Das Verhalte sei zwar weit verbreitet gewesen, schreiben die Wissenschaftler, hielt aber nicht besonders lange. Stattdessen ging man gegen Ende des Paläolithikums dazu über, die Toten zu begraben (so, wie wir es heute kennen). Dieses Verhalten war im südlichen Mitteleuropa zu dieser Zeit weit verbreitet und wird einer zweiten eigenständigen Kultur, dem Epigravettien, zugeschrieben.

Mit der Zeit scheinen kannibalische Bestattungen auch bei den Magdaléniern fast ausgestorben zu sein, heißt es. Wobei es auch daran gelegen haben könnte, dass die Magdalénier durch Völkerwanderungen ausgetauscht wurden.
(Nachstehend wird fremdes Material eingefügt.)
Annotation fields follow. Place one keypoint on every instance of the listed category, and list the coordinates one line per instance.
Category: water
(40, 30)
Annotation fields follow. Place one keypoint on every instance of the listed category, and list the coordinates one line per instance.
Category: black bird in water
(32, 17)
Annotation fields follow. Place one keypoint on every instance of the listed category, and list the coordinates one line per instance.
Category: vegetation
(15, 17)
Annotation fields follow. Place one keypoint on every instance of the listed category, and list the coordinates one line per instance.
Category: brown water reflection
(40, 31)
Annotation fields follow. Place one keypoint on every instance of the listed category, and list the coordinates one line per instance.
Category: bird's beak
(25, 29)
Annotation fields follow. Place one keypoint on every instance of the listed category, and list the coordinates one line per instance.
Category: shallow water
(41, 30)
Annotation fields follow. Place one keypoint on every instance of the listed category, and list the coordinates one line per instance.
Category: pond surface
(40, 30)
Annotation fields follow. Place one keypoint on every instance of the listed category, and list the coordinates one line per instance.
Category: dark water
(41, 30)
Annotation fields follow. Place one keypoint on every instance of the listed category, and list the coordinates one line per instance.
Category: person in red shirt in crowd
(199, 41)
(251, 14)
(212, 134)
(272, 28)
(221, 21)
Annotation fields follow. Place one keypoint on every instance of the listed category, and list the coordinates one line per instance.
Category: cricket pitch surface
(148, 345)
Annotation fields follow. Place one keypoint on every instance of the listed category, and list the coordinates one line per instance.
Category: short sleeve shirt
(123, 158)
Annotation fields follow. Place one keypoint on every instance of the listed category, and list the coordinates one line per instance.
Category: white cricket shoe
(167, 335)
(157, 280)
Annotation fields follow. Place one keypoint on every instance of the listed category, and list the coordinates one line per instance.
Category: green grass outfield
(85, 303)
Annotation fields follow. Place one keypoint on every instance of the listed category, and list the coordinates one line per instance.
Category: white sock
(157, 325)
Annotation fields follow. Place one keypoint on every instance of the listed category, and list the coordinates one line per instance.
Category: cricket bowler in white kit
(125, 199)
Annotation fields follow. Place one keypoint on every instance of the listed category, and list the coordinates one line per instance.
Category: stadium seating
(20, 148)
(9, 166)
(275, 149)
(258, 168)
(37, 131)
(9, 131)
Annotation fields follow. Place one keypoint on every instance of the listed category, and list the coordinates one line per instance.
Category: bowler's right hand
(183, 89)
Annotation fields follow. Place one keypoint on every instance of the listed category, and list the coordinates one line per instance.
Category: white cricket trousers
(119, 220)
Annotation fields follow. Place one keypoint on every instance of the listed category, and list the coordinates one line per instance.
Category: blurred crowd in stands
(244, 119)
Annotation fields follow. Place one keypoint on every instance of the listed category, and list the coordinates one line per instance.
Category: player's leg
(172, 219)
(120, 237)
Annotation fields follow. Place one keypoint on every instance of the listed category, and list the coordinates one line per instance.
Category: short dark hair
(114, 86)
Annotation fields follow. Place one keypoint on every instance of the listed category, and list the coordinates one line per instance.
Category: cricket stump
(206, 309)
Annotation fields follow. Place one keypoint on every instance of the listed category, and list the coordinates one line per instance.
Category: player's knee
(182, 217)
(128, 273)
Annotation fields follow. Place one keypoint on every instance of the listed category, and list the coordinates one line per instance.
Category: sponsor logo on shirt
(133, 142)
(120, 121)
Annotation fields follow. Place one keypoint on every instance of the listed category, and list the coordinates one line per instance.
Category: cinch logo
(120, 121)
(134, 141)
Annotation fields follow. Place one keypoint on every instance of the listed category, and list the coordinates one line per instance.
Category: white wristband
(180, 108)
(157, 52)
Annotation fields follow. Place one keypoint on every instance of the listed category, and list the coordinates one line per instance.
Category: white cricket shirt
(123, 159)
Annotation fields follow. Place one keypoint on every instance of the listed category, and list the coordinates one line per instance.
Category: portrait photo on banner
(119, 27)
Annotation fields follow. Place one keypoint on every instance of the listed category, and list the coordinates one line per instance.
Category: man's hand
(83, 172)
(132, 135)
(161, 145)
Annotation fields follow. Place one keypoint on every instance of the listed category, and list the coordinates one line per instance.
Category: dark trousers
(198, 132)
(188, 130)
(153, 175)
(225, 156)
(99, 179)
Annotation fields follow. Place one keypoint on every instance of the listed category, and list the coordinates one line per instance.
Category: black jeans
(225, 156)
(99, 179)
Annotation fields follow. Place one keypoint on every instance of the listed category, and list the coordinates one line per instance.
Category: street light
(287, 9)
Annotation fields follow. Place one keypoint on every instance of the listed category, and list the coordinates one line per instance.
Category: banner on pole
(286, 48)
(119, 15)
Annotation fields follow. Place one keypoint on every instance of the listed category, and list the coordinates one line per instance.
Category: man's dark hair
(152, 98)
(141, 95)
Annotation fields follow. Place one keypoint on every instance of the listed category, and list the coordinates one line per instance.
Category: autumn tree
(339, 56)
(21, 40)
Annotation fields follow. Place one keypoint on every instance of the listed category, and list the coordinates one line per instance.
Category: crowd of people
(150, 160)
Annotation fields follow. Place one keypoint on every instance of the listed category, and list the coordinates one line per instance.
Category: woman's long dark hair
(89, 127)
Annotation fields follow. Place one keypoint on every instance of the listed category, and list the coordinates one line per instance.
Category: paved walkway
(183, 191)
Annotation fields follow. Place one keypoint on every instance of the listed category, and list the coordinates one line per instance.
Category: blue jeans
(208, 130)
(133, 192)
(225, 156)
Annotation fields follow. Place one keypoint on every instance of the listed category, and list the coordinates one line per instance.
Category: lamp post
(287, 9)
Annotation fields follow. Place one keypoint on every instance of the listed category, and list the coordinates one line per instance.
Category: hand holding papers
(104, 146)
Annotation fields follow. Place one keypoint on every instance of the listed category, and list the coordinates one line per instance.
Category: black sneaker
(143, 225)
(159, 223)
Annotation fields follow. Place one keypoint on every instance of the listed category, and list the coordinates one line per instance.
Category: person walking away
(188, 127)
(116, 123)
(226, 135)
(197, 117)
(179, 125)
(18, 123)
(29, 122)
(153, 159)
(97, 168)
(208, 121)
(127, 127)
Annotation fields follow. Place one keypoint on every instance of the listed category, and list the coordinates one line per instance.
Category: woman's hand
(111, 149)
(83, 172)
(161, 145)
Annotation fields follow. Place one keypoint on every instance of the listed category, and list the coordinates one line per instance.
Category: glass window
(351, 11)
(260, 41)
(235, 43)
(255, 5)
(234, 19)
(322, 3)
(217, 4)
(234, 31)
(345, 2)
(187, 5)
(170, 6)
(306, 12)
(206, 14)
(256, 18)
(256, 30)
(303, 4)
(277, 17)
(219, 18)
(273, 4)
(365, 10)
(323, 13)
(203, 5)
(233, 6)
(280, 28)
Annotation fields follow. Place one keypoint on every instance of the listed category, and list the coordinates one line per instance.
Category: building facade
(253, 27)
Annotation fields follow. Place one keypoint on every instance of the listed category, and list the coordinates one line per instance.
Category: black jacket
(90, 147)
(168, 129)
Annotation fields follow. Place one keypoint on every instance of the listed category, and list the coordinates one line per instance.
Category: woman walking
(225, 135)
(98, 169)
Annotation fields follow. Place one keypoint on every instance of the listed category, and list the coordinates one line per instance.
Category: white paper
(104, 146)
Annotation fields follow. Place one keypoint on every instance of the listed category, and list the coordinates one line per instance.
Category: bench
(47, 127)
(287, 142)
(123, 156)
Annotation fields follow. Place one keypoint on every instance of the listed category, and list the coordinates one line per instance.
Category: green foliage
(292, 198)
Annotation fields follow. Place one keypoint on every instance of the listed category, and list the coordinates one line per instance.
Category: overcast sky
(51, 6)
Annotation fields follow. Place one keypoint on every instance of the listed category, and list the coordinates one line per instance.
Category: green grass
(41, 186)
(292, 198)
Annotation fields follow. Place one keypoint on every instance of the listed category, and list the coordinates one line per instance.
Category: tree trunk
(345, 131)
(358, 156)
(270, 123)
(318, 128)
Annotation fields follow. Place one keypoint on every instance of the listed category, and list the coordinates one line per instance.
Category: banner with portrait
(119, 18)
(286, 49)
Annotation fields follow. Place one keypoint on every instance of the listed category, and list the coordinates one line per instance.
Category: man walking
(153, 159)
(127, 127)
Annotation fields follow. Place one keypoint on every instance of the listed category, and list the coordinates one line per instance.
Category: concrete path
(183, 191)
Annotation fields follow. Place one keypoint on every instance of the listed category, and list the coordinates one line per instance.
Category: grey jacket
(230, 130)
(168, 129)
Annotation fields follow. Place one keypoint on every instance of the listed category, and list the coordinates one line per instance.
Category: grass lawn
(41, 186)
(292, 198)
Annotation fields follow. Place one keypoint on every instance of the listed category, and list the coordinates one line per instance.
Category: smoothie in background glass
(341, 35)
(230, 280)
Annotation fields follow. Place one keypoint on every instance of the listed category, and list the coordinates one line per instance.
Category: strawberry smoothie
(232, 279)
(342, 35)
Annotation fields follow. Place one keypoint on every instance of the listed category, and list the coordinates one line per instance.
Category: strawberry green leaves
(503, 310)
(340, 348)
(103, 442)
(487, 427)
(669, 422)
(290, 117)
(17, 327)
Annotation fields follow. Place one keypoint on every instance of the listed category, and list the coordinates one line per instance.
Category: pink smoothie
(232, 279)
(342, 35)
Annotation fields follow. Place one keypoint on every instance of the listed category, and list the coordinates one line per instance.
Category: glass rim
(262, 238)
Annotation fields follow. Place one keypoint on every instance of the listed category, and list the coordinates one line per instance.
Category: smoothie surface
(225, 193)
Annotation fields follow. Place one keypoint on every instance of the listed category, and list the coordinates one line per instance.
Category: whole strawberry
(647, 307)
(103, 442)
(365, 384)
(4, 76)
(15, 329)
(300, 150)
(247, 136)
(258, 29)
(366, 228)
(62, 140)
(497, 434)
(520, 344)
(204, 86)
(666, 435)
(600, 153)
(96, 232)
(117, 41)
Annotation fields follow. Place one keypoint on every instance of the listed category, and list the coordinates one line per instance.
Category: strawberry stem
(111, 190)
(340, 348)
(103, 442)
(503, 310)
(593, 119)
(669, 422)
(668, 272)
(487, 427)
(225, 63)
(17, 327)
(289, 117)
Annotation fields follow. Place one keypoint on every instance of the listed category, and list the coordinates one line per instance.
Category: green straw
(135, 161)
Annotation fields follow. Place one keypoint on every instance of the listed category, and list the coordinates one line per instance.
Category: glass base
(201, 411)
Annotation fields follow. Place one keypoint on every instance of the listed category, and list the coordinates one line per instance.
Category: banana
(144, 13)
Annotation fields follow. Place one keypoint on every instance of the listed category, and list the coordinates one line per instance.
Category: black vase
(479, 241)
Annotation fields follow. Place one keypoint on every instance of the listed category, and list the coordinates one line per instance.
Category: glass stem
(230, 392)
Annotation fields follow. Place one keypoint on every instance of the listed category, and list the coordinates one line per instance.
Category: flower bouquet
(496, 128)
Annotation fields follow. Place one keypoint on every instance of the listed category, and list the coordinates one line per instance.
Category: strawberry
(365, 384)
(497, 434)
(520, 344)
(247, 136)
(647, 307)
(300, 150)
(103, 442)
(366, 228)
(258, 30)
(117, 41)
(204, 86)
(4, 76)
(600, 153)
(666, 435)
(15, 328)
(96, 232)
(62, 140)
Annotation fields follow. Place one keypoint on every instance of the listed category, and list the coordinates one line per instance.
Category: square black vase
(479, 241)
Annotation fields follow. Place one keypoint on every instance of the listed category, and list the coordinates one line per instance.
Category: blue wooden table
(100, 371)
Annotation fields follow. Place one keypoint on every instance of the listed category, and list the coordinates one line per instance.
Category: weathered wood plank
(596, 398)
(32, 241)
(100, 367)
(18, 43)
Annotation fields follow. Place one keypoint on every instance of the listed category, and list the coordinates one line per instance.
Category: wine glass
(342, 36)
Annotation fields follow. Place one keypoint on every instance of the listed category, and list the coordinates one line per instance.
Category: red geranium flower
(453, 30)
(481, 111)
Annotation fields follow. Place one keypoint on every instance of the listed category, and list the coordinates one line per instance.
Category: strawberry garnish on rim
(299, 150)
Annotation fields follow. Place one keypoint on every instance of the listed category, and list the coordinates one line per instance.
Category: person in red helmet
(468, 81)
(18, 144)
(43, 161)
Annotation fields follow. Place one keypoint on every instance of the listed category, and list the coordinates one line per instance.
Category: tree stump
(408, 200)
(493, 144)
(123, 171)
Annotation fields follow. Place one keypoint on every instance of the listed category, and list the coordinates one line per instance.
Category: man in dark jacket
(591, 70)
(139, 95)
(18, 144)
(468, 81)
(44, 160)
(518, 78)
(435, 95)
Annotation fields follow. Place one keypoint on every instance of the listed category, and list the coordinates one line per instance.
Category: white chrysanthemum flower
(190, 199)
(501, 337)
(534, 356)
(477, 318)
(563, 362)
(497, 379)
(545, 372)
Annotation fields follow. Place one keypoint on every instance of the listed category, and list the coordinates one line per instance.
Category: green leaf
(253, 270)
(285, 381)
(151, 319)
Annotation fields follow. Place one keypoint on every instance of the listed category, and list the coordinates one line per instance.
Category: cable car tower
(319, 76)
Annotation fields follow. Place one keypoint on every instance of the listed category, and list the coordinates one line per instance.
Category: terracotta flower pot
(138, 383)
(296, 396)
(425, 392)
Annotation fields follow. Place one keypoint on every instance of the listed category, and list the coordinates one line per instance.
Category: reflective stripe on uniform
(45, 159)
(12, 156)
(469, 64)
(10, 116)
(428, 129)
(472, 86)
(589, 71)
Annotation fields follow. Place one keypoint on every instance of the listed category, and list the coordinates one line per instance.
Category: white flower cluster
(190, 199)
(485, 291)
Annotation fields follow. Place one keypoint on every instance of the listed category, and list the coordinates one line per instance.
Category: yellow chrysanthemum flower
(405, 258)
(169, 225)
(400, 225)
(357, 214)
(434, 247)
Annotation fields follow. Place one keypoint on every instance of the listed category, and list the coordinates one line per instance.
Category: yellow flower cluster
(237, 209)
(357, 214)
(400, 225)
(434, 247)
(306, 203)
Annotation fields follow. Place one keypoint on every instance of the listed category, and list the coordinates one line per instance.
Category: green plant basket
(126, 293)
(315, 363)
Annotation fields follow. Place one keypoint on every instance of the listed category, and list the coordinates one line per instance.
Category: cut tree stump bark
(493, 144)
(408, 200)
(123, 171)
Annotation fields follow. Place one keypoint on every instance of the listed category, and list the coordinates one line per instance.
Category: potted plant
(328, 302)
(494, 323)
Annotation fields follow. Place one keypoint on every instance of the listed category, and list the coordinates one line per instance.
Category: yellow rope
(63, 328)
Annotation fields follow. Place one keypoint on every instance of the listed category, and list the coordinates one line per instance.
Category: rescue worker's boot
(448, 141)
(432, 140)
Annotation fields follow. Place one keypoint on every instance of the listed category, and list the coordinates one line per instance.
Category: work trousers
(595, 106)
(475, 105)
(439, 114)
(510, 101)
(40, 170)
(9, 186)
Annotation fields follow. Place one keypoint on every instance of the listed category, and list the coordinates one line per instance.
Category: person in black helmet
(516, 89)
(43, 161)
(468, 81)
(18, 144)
Zeit Online hat das Thema in diesem Artikel aufgegriffen und hält weitere Details bereit. Allerdings muss man die Aussagen der Wissenschaftler in Relation sehen: Von den untersuchten Fundstätten konnten nur bei jeder Vierten (insgesamt 15 Stätten) Hinweise auf solche Bestattungspraktiken gefunden werden. Und die Funde erstrecken sich über einen Zeitraum von 6.000 Jahren – irgendwie recht dürfte, um da von einem breiten Kannibalismus als Bestattungsritus zu sprechen. Es könnte also auch ganz anders gewesen sein.